Speaking at a fireside on Monday hosted by Coeus Collective, Siya Raj Purohit, a member of OpenAI’s go-to-market team for education, said that OpenAI might explore ways to let e-learning instructors create custom “GPTs” that tie into online curriculums.

“What I’m hoping is going to happen is that professors are going to create custom GPTs for the public and let people engage with content in a lifelong manner,” Purohit said. “It’s not part of the current work that we’re doing, but it’s definitely on the roadmap.”

Purohit says that already, she’s observed professors uploading a “semester’s worth” of content to create custom GPTs with OpenAI’s existing tools, and then making those GPTs available to their students. “Students engage with that finite knowledge … [which] I think is a really powerful and good way to let them research,” she added.

OpenAI Siya Raj Purohit
OpenAI’s Siya Raj Purohit (right), being interviewed by Coeus Collective CEO Antonio DiMeglio (left) at Pace University in NYC. Image Credits:Coeus Collective

OpenAI is aggressively going after the education market, which it sees as a key area of growth.

In September, the company hired former Coursera chief revenue officer Leah Belsky as its first education GM and charged her with bringing OpenAI’s products to more schools. And this spring, OpenAI launched ChatGPT Edu, a version of ChatGPT built for universities.

According to Allied Market Research, the AI in education market could be worth $88.2 billion within the next decade. But growth is off to a sluggish start, in large part thanks to skeptical pedagogues.

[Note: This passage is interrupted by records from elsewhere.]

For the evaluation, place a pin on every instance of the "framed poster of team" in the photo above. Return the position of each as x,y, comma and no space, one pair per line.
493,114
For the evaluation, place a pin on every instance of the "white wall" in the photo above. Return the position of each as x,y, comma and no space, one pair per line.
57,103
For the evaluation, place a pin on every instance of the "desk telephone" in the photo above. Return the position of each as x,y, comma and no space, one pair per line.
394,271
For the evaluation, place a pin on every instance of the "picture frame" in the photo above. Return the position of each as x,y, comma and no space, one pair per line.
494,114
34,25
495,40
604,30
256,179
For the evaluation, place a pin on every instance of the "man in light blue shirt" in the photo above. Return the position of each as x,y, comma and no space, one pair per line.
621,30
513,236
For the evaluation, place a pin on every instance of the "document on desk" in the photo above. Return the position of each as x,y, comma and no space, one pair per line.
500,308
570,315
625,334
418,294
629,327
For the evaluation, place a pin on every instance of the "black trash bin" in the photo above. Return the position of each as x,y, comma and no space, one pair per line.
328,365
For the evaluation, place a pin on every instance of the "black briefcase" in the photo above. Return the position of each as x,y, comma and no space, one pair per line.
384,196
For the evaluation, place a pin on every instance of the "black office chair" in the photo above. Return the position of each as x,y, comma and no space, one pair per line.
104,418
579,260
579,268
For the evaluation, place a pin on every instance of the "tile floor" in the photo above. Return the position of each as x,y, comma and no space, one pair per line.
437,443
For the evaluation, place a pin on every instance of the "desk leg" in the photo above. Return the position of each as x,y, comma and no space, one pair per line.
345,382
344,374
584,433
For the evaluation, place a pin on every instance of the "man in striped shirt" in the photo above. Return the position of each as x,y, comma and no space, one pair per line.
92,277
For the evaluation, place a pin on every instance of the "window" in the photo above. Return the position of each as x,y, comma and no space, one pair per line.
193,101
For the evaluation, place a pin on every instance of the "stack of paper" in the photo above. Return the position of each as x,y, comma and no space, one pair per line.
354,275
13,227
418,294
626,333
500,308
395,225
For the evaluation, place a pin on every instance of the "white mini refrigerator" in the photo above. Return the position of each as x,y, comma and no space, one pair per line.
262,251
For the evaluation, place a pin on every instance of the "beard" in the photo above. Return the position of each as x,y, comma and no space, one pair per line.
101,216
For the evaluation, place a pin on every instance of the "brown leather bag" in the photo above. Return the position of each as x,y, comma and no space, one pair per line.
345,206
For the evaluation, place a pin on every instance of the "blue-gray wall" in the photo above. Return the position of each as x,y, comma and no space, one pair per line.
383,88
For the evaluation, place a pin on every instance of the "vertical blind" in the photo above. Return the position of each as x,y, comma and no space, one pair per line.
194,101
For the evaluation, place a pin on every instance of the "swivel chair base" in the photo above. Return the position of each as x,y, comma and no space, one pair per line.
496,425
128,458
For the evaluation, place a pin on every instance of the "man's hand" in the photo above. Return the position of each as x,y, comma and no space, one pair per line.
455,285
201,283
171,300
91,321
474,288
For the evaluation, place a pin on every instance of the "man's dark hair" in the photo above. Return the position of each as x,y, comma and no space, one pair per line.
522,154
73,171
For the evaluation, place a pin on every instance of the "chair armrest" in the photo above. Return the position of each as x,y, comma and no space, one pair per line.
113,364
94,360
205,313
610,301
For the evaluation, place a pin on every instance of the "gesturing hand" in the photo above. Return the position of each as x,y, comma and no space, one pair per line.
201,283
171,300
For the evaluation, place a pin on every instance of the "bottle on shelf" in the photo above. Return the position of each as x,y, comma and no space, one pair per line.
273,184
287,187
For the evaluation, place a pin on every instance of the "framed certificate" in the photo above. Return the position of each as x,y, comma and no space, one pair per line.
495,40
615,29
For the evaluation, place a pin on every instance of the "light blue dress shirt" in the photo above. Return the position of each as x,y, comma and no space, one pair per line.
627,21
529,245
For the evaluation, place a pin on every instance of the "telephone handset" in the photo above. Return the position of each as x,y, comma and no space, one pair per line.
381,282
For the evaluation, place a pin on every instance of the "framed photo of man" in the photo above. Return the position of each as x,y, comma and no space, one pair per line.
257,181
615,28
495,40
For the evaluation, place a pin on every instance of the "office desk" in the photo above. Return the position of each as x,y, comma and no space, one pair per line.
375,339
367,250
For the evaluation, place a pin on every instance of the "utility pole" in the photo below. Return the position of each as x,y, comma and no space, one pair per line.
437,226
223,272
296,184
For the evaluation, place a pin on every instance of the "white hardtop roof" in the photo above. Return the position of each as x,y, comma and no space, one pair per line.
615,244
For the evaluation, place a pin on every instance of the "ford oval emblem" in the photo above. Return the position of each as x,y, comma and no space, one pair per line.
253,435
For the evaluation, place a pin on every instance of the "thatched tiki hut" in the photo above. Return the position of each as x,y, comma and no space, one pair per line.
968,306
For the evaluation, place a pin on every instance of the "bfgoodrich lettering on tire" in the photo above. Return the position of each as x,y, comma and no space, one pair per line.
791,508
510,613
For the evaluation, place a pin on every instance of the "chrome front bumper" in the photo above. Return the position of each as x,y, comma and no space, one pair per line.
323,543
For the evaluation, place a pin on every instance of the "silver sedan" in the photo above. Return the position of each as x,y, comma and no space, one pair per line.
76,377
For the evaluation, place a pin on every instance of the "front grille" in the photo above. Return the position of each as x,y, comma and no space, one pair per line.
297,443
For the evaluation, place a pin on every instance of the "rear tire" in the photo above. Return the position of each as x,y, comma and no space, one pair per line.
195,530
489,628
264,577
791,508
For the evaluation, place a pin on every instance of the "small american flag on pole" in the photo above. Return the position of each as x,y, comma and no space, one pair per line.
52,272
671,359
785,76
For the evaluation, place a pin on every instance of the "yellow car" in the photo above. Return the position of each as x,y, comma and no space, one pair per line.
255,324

The GPTs Purohit described might look something like Khanmigo, a chatbot Khan Academy, the e-learning platform, launched in collaboration with OpenAI last year. Khanmigo can give students pointers on homework assignments, test prep, and more, tightly integrating with Khan Academy’s educational content library.

Illustrating the pitfalls of AI today, Khanmingo makes mistakes. When The Wall Street Journal tested the chatbot in February, it struggled with basic math, and often didn’t correct errors when asked to double-check solutions.

Purohit asserted that the tech is improving, however.

“All of our models keep getting better, and our goal is to help translate that into what works in learning and teaching,” she said.

Educators remain largely skeptical. In a survey this year by the Pew Research Center, a quarter of public K-12 teachers said using AI tools in education does more harm than good. A separate poll by the Rand Corporation and the Center on Reinventing Public Education found that just 18% of K-12 educators are applying AI in their classrooms.